Now, back to Stephen and his work. After writing the above, I became aware that there is a real connection between Steven's workspace, which I've had the chance to see through his blog posts, and his work. I see an openness, an expansiveness that is present in both, and experience a sense of place in many of Steven's paintings. Of course, it's not at all that simple. Please see Steven's statement below...

Meteor Beach 2008
96 x 96 acrylic on 4 canvases

My work is an exploration of relations that reside in the constant flux of sensory events. I am interested in the interaction between the painting and the viewer's imagination and experience; in the painting's catalytic potency - it's potential to generate unspecified mobile meaning.

Color operates in this work and in the world as a kind of pure energy, dynamic, capricious, evocative. The surfaces emphasize the sensual rather than analytical nature of the process, and attest to the pervasive presence of time. Within the structure of the paintings, archetypal dualities of male/female, earth/sky, internal/external are inevitably implied; not as opposing forces, but as interdependent aspects of an animate whole.

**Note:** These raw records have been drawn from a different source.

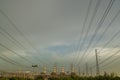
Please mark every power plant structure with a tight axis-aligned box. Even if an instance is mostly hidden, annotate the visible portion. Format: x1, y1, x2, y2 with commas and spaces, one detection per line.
51, 64, 57, 75
60, 66, 65, 76
71, 64, 76, 76
41, 65, 47, 75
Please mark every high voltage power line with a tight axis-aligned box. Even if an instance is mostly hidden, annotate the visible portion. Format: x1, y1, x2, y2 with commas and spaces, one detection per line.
0, 30, 25, 50
101, 55, 120, 70
93, 9, 120, 50
81, 0, 115, 64
85, 0, 120, 67
0, 56, 19, 66
76, 0, 102, 66
72, 0, 93, 64
74, 0, 119, 74
0, 43, 33, 64
100, 49, 120, 66
87, 43, 120, 67
85, 9, 120, 61
0, 26, 35, 65
0, 26, 26, 50
0, 53, 25, 67
98, 30, 120, 53
90, 44, 120, 71
0, 10, 51, 65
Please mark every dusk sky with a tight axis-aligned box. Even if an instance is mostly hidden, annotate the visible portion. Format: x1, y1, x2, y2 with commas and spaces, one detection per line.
0, 0, 120, 74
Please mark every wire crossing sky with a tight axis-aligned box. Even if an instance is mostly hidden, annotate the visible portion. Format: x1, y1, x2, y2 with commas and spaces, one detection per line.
0, 0, 120, 74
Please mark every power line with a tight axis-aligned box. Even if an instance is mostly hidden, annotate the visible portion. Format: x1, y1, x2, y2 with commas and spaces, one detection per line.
0, 26, 46, 66
96, 44, 120, 67
88, 43, 120, 66
0, 26, 37, 65
0, 26, 26, 50
0, 10, 50, 65
100, 49, 120, 67
0, 27, 47, 68
0, 53, 28, 67
84, 0, 115, 62
77, 0, 102, 65
72, 0, 93, 64
0, 31, 24, 50
85, 6, 120, 63
94, 9, 120, 49
0, 42, 33, 64
79, 0, 115, 67
99, 30, 120, 53
91, 44, 120, 69
85, 9, 120, 60
0, 56, 18, 66
0, 54, 29, 68
101, 52, 120, 70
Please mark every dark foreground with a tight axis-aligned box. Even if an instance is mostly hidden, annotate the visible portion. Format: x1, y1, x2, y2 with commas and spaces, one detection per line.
1, 75, 120, 80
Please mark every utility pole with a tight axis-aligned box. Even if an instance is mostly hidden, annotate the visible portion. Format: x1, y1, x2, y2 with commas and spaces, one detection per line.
86, 63, 88, 76
95, 49, 100, 75
90, 67, 92, 76
71, 64, 75, 73
71, 64, 76, 76
78, 66, 80, 76
43, 65, 47, 74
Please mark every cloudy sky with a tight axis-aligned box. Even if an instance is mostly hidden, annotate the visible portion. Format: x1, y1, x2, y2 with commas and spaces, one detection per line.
0, 0, 120, 74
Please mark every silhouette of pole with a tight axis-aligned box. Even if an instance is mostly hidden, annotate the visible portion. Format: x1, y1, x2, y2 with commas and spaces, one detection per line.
78, 66, 81, 76
95, 49, 100, 75
90, 67, 92, 76
86, 63, 88, 76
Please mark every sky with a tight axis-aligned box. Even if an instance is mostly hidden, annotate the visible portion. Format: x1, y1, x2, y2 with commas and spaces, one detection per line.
0, 0, 120, 74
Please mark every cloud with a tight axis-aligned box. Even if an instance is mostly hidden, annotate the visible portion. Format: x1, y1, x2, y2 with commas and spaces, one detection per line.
0, 0, 120, 73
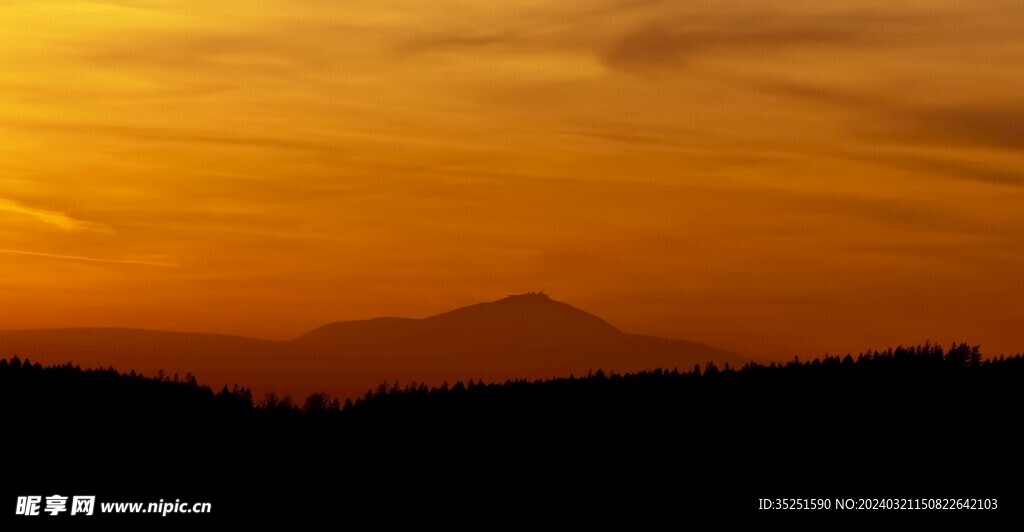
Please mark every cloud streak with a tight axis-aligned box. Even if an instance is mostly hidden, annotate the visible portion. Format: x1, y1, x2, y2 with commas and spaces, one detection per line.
883, 105, 1024, 152
0, 199, 109, 232
0, 248, 175, 267
602, 10, 933, 73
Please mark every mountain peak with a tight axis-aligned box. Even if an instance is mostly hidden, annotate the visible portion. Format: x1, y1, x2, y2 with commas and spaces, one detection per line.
299, 293, 621, 345
426, 293, 621, 336
504, 291, 550, 300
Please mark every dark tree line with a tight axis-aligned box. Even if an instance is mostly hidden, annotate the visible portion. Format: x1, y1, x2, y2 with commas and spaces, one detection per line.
2, 342, 1019, 425
4, 342, 1021, 522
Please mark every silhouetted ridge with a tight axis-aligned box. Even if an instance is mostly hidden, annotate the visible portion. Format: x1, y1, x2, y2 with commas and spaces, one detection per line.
298, 292, 621, 344
0, 293, 742, 398
296, 317, 419, 345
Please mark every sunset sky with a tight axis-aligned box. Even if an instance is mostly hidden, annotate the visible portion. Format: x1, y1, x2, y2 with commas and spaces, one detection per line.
1, 0, 1022, 359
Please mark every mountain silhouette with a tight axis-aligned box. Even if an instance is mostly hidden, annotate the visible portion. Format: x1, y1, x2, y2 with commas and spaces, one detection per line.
0, 293, 743, 398
298, 292, 621, 348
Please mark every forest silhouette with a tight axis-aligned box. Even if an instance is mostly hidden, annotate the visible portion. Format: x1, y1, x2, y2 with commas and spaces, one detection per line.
3, 342, 1012, 423
3, 342, 1020, 523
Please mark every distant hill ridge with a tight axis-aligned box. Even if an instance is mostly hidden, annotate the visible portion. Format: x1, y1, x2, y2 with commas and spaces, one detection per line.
0, 293, 744, 399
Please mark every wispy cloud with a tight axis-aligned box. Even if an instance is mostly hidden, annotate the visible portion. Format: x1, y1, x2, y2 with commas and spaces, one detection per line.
602, 10, 933, 73
849, 151, 1024, 188
6, 121, 342, 154
0, 199, 110, 232
0, 248, 175, 267
880, 105, 1024, 152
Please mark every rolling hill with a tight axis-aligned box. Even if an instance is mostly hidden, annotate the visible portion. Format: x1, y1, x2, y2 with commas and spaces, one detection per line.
0, 292, 744, 399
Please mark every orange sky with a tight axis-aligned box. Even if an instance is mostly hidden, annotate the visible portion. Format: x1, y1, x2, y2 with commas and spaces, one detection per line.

In this sense, these paintings might be regarded as open-ended cosmologies, or as chunks of unencumbered raw reality, or to use John Cage's words, "like Nature in her manner of operation".

I am trying to build, out of color and substance, a place for the viewer's consciousness - where unexpected associations and resonances may occur, where history merges with the present moment, and the stuff of life, love and desire has corporeal presence - states of being, embodied in paint.